Debates that count

What to expect in the debates?

The favorite: Al Gore. He's looked good in past performances, particularly against Ross Perot and Jack Kemp. He's an especially effective counter-puncher.

The underdog: Gov. George W. Bush. He's never showed himself to be much above average as a debater. And journalists have painted a picture of him as not being as smart as Vice President Gore.

What the TV audience will be looking for: Over the years I've asked many viewers what they expected to get out of the debates, and their answers invariably run something like, "I'm sizing up the candidates."

That's what happens. People don't sit around their TV sets and score the contestants. The commentators do. But the public, for the most part, watches and "sizes up" the contestants. And what does that mean? It means, I think, that viewers have one overriding question on their minds as they draw up close to their televisions, and it is this: Which man is best fitted to run this country?

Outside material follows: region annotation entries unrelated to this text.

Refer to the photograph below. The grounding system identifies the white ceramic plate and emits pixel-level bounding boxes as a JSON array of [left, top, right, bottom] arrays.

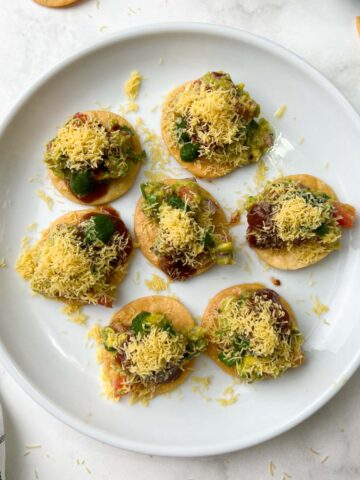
[[0, 24, 360, 456]]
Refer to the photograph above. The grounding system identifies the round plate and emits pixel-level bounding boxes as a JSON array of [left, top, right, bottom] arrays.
[[0, 24, 360, 456]]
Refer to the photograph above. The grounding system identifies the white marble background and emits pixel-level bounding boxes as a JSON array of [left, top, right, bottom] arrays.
[[0, 0, 360, 480]]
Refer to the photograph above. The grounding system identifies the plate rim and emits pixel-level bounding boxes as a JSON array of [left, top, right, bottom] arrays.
[[0, 22, 360, 457]]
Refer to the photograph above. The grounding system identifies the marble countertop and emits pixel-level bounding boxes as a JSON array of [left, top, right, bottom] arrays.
[[0, 0, 360, 480]]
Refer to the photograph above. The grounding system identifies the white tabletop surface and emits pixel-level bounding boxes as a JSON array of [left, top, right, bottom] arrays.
[[0, 0, 360, 480]]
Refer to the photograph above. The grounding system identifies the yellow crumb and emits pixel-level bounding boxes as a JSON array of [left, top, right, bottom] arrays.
[[144, 273, 170, 292], [61, 305, 89, 325], [36, 190, 54, 210], [191, 376, 212, 390], [134, 272, 140, 285], [254, 160, 269, 188], [216, 394, 239, 407], [312, 297, 329, 317], [119, 102, 139, 113], [27, 222, 38, 232], [274, 103, 287, 118], [269, 461, 276, 477], [124, 70, 143, 101]]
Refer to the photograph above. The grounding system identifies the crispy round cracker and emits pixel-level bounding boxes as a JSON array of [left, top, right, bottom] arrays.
[[39, 205, 133, 307], [253, 174, 337, 270], [201, 283, 302, 377], [134, 178, 229, 276], [34, 0, 79, 8], [161, 81, 237, 178], [48, 110, 142, 205], [109, 295, 195, 396]]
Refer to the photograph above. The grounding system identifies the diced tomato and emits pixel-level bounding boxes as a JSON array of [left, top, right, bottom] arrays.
[[334, 203, 356, 228]]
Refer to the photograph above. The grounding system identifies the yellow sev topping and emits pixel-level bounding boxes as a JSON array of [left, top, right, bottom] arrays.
[[274, 197, 323, 242], [214, 296, 284, 356], [175, 82, 239, 145], [155, 203, 206, 264], [49, 118, 109, 171], [123, 327, 186, 378], [16, 225, 129, 303], [208, 291, 302, 381]]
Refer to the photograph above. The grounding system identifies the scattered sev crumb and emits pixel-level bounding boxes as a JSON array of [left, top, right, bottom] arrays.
[[28, 173, 43, 185], [119, 102, 139, 113], [254, 160, 269, 188], [36, 190, 54, 210], [144, 273, 170, 292], [216, 385, 239, 407], [61, 305, 89, 325], [86, 323, 102, 343], [134, 272, 140, 285], [124, 70, 143, 101], [27, 222, 38, 232], [20, 235, 31, 250], [312, 297, 329, 317], [229, 208, 241, 226], [274, 103, 287, 118], [270, 277, 281, 287], [269, 461, 276, 477], [191, 376, 212, 390]]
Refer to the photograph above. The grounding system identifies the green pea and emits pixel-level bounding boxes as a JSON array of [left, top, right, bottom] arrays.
[[70, 170, 94, 197], [218, 353, 236, 367], [131, 312, 151, 333], [166, 195, 186, 210], [180, 143, 199, 162], [176, 117, 186, 129], [85, 215, 115, 243], [180, 131, 190, 143]]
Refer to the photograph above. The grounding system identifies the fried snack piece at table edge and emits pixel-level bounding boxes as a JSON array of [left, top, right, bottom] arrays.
[[44, 110, 145, 205], [202, 283, 304, 382], [246, 174, 356, 270], [161, 72, 273, 178], [16, 206, 133, 307], [135, 179, 233, 280], [97, 295, 206, 402]]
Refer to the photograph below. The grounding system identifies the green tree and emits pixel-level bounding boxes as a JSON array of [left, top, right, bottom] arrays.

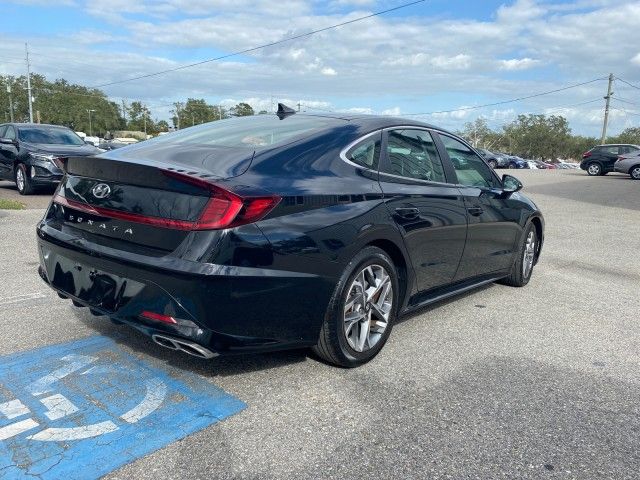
[[458, 117, 495, 148]]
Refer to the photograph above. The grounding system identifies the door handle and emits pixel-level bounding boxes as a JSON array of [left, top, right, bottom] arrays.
[[396, 207, 420, 220], [467, 207, 484, 217]]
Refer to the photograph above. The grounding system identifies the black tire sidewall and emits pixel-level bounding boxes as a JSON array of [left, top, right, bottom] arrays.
[[327, 247, 400, 366], [515, 223, 539, 286]]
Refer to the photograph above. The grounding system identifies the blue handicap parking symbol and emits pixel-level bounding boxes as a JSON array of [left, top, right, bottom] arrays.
[[0, 337, 245, 480]]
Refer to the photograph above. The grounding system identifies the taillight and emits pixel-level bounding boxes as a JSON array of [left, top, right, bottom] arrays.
[[162, 170, 280, 230], [53, 170, 280, 230]]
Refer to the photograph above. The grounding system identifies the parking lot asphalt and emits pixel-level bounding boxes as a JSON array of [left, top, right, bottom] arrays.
[[0, 171, 640, 479]]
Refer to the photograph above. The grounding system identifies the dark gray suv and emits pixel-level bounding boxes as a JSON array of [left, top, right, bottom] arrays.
[[0, 123, 103, 195], [580, 144, 640, 176]]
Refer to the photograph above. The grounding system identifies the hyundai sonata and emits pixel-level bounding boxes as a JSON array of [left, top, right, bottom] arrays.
[[37, 106, 544, 367]]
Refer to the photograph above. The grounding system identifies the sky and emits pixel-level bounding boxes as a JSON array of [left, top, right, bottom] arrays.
[[0, 0, 640, 136]]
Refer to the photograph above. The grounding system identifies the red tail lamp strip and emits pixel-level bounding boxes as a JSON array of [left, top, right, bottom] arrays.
[[53, 170, 280, 230], [140, 310, 178, 324]]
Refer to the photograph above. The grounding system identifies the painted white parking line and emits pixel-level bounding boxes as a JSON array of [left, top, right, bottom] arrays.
[[27, 420, 118, 442], [29, 354, 97, 395], [0, 400, 29, 420], [0, 418, 39, 440], [120, 378, 167, 423], [40, 393, 78, 420]]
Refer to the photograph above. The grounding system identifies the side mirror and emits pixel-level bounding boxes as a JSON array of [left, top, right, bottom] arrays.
[[502, 174, 522, 195]]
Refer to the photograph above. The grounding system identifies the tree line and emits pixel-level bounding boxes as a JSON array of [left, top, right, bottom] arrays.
[[457, 115, 640, 160], [0, 74, 640, 159], [0, 74, 260, 136]]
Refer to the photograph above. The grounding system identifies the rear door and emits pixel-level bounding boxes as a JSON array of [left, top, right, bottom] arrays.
[[597, 145, 620, 171], [379, 127, 467, 291], [437, 133, 521, 281]]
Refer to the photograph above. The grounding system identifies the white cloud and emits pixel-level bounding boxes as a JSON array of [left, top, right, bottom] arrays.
[[498, 57, 540, 70], [380, 107, 402, 117], [429, 53, 471, 70], [0, 0, 640, 133]]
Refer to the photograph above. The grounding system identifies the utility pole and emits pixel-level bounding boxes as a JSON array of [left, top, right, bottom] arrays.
[[24, 43, 33, 123], [87, 110, 95, 137], [142, 106, 147, 135], [600, 73, 613, 144], [7, 83, 13, 123], [122, 98, 127, 124]]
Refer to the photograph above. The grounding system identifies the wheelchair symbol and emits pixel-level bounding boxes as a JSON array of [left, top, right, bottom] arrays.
[[0, 354, 167, 442]]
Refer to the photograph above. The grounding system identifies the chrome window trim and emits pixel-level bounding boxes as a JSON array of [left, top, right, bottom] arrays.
[[340, 129, 383, 173]]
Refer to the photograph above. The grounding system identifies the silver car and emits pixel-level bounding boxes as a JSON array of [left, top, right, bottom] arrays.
[[613, 152, 640, 180]]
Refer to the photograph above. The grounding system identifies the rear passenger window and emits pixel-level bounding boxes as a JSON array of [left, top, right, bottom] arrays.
[[4, 125, 16, 140], [598, 145, 619, 155], [387, 129, 446, 183], [346, 134, 380, 170], [440, 135, 499, 188]]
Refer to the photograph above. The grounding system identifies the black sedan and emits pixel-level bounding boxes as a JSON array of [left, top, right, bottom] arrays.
[[37, 107, 544, 367], [0, 123, 102, 195]]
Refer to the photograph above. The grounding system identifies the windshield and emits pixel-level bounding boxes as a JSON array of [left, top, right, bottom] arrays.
[[146, 115, 339, 150], [18, 127, 84, 145]]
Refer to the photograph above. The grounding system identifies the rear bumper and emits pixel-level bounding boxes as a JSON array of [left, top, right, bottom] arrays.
[[38, 222, 335, 354]]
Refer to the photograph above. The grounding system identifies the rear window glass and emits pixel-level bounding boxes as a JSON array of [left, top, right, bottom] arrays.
[[18, 127, 84, 145], [146, 115, 343, 150]]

Sure, people want to know where the debaters stand on the issues. But most of their attention is on the personalities. Who is more knowledgeable? But, also, who shows more strength, more poise, more good humor? And, certainly, who is more likable?

But in this search for which of the two combatants possesses more of these and other admired traits, the viewers, again, are really seeking the answer to this big question: Who would make a better leader?

The polls, incidentally, have always shown Bush ahead of Gore on this question. Peter Hart, a highly regarded Democratic pollster, told us the other day at a Monitor breakfast that, in the tight race now emerging, the Texas governor still has a "few points" over Gore in the leadership category.

Still, I'll stay away from any predictions. Gore will be brilliant. But will he become overaggressive and appear arrogant and overbearing? Bush will be earnest and loose, maybe even funny. But will he fail the intelligence test, particularly as he tries to explain some of his complex plans?

This year the debates hold the potential for deciding the election. Often in the past, public opinion was running too strongly toward one or the other candidate to permit the debates to determine the election outcome.

One such decisive impact occurred in 1960, the year of the first presidential debates. That race was so close that the loser, Richard Nixon, almost called for a recount. Nixon was well ahead of John F. Kennedy before their debate, in large part because not too many people knew Kennedy outside of Massachusetts. When the public looked at Kennedy and liked what they saw, Kennedy took a slim lead over Nixon and held it to the end.

Another decisive impact occurred in the last Ford-Carter debate in 1976. Ford had just caught up to former President Carter and seemed to be forging ahead when he committed a major gaffe in a TV encounter, giving the impression that he believed the Soviet Union no longer had a dominant hold in East Europe. He immediately dipped in the polls and was never able to climb back, although the outcome was extremely close.

In my view, those have been the only presidential debates with "decisive impact." I know some observers contend that the Reagan quips amounted to knockdown blows in his debates, first with Carter and four years later with Mondale. But I never thought those debates changed anything decisively.

Carter had already lost because he hadn't persuaded the voters he was an effective president. Remember the American hostages in Iran? His vice president, Walter Mondale, as a presidential candidate, never got out from under Carter's shadow.

I never thought that the two times former President George Bush debated really changed anything.

But this time? Yes, this time the debates could make a difference.